The data is due to appear on the NHS Choices website from September.

Measuring the right things is vital if patients are to get useful information on the outcomes for their surgery Royal College of Surgeons spokesman

The Department of Health is keen to increase the information available to clinicians and patients about how different hospitals perform.

The department says its priority is to help doctors see how their peers are performing, and see how they can improve their own work.

But patients will also be able to use the data to select which hospital they would have their own operation at.

Bristol baby deaths

Data on the death rates for heart surgery is already available.

There had been pressure to release the information since the Bristol Royal Infirmary baby heart death scandal, when surgeons with higher than average death rates continued to operate on children.

It is relatively straightforward to show how successful heart ops are because they are so serious, and often a matter of life or death.

However, procedures such as hip replacements - and oesophageal and aortic aneurysm surgery which is also to be reported on - are less simple to measure as success is determined to a large degree by a patient's experience.

For this reason, the Royal College of Surgeons is looking at how such subjective information can be quantified in an objective way.

A spokesman for the Royal College of Surgeons said: "Measuring the right things is vital if patients are to get useful information on the outcomes for their surgery.

"This will differ from operation to operation and, for many conditions, quality of life will be a more meaningful measure than mortality."

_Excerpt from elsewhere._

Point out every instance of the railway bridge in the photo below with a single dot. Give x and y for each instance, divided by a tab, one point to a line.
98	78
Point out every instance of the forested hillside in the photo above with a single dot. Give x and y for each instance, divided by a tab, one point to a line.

"To be meaningful this will include not just statistics but patient points of view too and will take time to perfect."

The move to publish quality data, including death rates, is featured in health minister Lord Darzi's review of the future of the NHS.

A Department of Health spokesman said: "It is hoped that this work will mark a turning point in providing meaningful and clinically relevant information on care quality to clinical staff throughout the NHS."